All Rights Reserved.
The sin of temptation, wrapped as a golden apple that will bestow illumination and fortune – the proverbial Aphrodite or Lakshmi as the Philosopher’s Stone or Fountain of Youth often causes us to lose all sensory control and list after it – the shadow of the world and the darker reflection of inner Spirit and Truth.
The more we lust after it as it presents itself to us in various forms, the more we are susceptible to vulnerability. Does it prey on all, we may ask? No, not all or everyone – only those which it seeks to destroy through its insidious offers of power and pretentious offers of false-salvation!
It is true in all world faiths that the more you steer towards wisdom and light, the more darkness shall follow and seek to impede your plan as the natural shadow due to cause and effect. Yet, the more one embraces delusion, darkness, lusts after worldly riches, fame, fortune etc., the more you’re left alone by the dark shadows!

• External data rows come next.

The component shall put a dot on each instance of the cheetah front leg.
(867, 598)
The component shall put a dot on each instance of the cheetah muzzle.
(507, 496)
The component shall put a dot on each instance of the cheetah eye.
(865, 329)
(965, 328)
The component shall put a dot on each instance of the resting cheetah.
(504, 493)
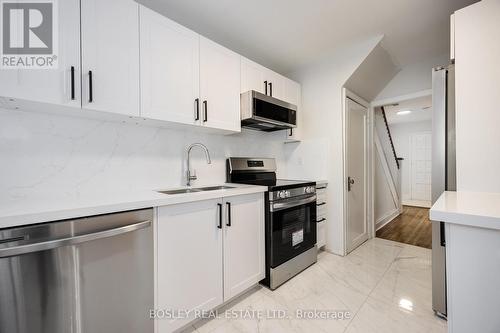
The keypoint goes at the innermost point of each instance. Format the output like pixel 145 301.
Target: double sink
pixel 197 189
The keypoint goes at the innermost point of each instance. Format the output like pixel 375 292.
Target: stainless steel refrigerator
pixel 443 173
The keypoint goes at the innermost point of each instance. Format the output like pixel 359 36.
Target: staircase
pixel 388 166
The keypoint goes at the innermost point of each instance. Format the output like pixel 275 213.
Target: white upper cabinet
pixel 253 76
pixel 59 86
pixel 244 243
pixel 110 56
pixel 170 72
pixel 219 86
pixel 276 85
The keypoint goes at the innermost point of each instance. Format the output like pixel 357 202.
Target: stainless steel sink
pixel 214 188
pixel 198 189
pixel 181 191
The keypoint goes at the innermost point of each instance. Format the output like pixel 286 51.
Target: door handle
pixel 350 182
pixel 197 115
pixel 91 95
pixel 220 216
pixel 228 204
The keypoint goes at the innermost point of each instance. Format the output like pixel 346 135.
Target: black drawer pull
pixel 220 216
pixel 197 116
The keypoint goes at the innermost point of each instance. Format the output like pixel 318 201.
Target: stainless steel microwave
pixel 265 113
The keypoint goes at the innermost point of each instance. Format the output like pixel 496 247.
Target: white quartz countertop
pixel 24 211
pixel 468 208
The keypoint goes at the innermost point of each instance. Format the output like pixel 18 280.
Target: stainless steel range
pixel 290 217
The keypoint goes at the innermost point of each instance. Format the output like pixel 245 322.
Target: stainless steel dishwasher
pixel 87 275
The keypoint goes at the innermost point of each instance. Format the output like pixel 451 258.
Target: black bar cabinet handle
pixel 72 83
pixel 197 116
pixel 205 106
pixel 220 216
pixel 91 95
pixel 441 234
pixel 228 204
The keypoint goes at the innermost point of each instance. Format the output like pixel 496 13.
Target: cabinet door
pixel 276 85
pixel 252 76
pixel 219 86
pixel 169 69
pixel 51 85
pixel 189 259
pixel 244 244
pixel 110 56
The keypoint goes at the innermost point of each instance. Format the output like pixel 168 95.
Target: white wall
pixel 321 153
pixel 401 134
pixel 477 54
pixel 413 78
pixel 43 154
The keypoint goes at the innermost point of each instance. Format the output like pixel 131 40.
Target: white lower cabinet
pixel 207 252
pixel 189 259
pixel 244 243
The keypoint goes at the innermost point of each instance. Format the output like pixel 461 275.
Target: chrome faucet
pixel 189 176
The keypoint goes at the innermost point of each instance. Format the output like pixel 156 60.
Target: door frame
pixel 369 213
pixel 418 203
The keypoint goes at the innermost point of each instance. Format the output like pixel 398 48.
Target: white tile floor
pixel 384 285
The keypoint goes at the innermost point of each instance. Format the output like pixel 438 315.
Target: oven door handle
pixel 292 203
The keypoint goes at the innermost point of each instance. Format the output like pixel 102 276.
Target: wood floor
pixel 411 227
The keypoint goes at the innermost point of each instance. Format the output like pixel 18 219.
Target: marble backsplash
pixel 45 154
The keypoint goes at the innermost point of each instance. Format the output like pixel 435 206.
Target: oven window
pixel 293 232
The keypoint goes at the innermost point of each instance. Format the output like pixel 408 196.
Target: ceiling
pixel 421 110
pixel 287 34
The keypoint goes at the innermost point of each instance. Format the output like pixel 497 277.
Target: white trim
pixel 389 217
pixel 401 98
pixel 417 203
pixel 387 172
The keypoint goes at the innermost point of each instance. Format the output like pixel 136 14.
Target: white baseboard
pixel 417 203
pixel 387 218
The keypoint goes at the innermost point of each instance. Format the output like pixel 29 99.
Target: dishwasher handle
pixel 52 244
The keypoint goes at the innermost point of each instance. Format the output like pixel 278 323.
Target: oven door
pixel 292 228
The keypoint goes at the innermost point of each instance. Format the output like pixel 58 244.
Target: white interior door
pixel 421 163
pixel 357 228
pixel 110 50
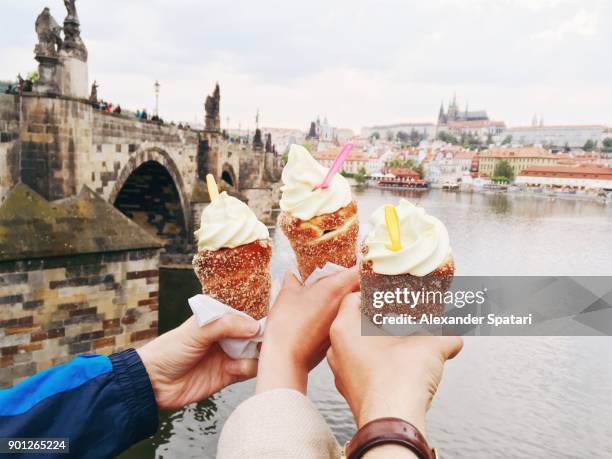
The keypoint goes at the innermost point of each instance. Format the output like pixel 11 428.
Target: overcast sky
pixel 358 62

For this reason, the yogis sought the inner path and their close-knit society of ashramites, away from the world and social structure – even renouncing dharma-defending (politics) at times. The Church Fathers and others sought solace in their monasteries away from the world as well.
To balance both the spiritual and the worldly; to defend Truth and Light at all costs is a difficult task. It is much easier to remain distanced, totally detached from the world by remaining physically aloof from society!
To remain steadfast and have faith in any system remains a tough one. There are always many temptations, distractions and most of all adversaries (satans) that can cause even a temporal or prolonged period of separation from our true inner nature, being or reality (our prarabdha-karma or our karmic destiny as shaped by our past-deeds and grace). We may ourselves also fall from the position of even satya (truth), shraddha (faith) and sthira (stability) at times. We may question and waiver.
Whatever our religion or path, we must adhere to our inner ideals of righteousness – not superimposing our views upon the world, but seeking to restore truth where the balance has been upset by falsehood and delusion. We must perform our spiritual disciplines, whether namaz, pooja, mantra or prayer and seek to constantly remember that such a thing as grace does exist!
There is the ancient maxim “Faith moves mountains”. We seek to think that we alone can know the mysteries of the cosmos without going within (which can mean different things for different faiths). We can get caught up in the semantics of debate and lose all focus of true reason and rationale that are our birth-given rights to hold on to and reclaim as humans. We should never forget this.
The ever-present forces of the asuras (negative forces) are not to be derided or forgotten. In fact, it is at times when we seek to challenge their very existence and foundation that they can affect us and cause us distress, directly or indirectly.
Jesus was said to be tempted by Satan, just as the Buddha was by Mara. The yogis of India were plagued by temptations of Indra and others who would allure them with riches and women. To err is human, but to think one is above temptation, is ignorance!
Seek in life and in spiritual practice, whatever your spiritual inclinations, to surround yourself with and keep company with people filled with discernment and empathy – do not surround yourself with the sociopath or confuse the sociopath for the asura holding the pot of gold at your door. Otherwise, you may be quite quickly short-changed!
Cultivate strength, cultivate vigilance and most of all, cultivate faith!